After they settled into the house, Harper visited and pointed out what kinds of trees there were on the property. “At the time, we had both lost our parents, and Harper was like a father to us. We even had a few photos of him hanging on our refrigerator.” 

Many of the trees on the Randallstown property were planted by Harper himself, including a now-400-foot Wye Oak planted in the front yard from a seedling of what was the largest living white oak tree in the country. 

“Whenever Cindy and Rick would invite me back to the house, it was wonderful to reminisce,” says Harper. “They kept everything pretty much the way we left it.”

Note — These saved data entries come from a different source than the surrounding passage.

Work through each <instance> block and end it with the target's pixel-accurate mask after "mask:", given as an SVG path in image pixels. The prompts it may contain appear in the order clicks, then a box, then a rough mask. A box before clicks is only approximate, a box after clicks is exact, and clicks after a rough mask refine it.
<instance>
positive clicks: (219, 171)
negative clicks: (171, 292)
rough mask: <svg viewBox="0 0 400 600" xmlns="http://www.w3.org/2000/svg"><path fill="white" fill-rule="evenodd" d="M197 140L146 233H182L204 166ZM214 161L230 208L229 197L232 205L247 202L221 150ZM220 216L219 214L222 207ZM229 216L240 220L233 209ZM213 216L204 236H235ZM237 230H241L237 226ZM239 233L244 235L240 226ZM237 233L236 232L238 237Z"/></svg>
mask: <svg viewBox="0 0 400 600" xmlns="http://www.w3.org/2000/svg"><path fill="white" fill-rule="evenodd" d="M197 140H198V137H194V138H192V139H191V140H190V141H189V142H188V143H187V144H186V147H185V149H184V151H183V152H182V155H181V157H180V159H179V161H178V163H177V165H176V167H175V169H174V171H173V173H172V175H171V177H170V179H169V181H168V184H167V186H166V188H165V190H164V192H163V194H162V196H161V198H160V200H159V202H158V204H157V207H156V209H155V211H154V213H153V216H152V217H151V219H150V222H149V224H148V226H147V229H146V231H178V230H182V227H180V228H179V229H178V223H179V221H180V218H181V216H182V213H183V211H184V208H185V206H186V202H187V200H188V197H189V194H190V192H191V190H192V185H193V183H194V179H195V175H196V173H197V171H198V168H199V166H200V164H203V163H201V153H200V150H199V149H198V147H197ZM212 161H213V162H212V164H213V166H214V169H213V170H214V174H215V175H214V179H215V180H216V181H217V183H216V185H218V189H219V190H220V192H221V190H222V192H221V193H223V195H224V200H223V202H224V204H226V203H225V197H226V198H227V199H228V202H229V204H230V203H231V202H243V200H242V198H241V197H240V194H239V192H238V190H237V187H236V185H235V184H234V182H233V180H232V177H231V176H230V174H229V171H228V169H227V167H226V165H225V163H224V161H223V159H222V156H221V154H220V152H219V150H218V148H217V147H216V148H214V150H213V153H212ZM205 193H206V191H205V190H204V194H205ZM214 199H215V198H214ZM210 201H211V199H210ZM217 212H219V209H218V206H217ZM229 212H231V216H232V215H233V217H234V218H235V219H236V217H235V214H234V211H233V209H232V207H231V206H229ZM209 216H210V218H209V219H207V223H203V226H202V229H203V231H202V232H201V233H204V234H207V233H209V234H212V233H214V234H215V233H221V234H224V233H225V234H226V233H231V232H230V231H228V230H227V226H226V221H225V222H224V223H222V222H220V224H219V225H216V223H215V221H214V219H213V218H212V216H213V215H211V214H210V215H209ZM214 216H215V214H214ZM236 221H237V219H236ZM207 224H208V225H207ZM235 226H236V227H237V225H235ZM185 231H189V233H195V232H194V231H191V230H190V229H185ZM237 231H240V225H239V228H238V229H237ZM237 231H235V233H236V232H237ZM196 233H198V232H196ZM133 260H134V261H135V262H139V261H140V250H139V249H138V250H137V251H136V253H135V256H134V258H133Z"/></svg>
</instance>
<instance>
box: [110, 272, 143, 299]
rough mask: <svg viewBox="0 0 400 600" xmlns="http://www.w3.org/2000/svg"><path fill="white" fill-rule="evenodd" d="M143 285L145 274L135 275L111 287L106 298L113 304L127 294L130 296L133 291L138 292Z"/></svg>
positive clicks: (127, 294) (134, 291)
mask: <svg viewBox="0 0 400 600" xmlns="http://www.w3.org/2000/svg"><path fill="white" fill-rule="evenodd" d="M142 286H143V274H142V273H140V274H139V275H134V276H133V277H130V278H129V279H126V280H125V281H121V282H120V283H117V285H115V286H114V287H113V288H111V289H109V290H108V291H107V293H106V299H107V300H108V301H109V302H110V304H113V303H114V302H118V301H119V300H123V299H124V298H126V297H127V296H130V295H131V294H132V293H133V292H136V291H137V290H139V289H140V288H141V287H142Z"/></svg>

Harper and his wife had moved to Charlestown where he felt right at home amongst the 110-acre wooded campus. He quickly became an integral part of Charlestown’s Nature Trail Committee and has shared his knowledge of trees with his neighbors through on-site lectures, classes, and videos.

Friends and neighbors

The three long-time friends recently became neighbors when Cindy and Rick moved to Charlestown last summer.  

“As much as we loved the house, it was becoming more than we wanted to take care of.  We decided we needed to look to the future and how we would take care of ourselves when we got older,” says Cindy.  

“There are lots of things we like about Charlestown,” she adds. “The people are friendly and welcoming. It’s a continuing care environment, which was a big attraction for us. There is so much to do here and get involved in. I enjoy socializing, but I also like to be by myself sometimes, and you can do that here. It’s the best of both worlds.” 

Cindy and Rick selected a two-bedroom, two-and-a-half-bath apartment home in Charlestown’s historic district overlooking a courtyard and the Terrace Café.  

“We feel at home here,” says Cindy. “We think it is the perfect place for us. We are on the third floor and have a good view of trees. We have these wide windowsills that our two cats love to sit on. In fact, I’ve decided to name our new home Harper Heights.” 

But perhaps most importantly, the Joneses found the perfect place to store those 40 bottles of wine.

“We had a wine rack installed under the pass-through in our kitchen where all of the bottles are on display,” says Cindy. “It looks really pretty.”

Without a doubt, they’ll enjoy sharing those bottles of wine with their dear friend and new neighbor Harper Griswold.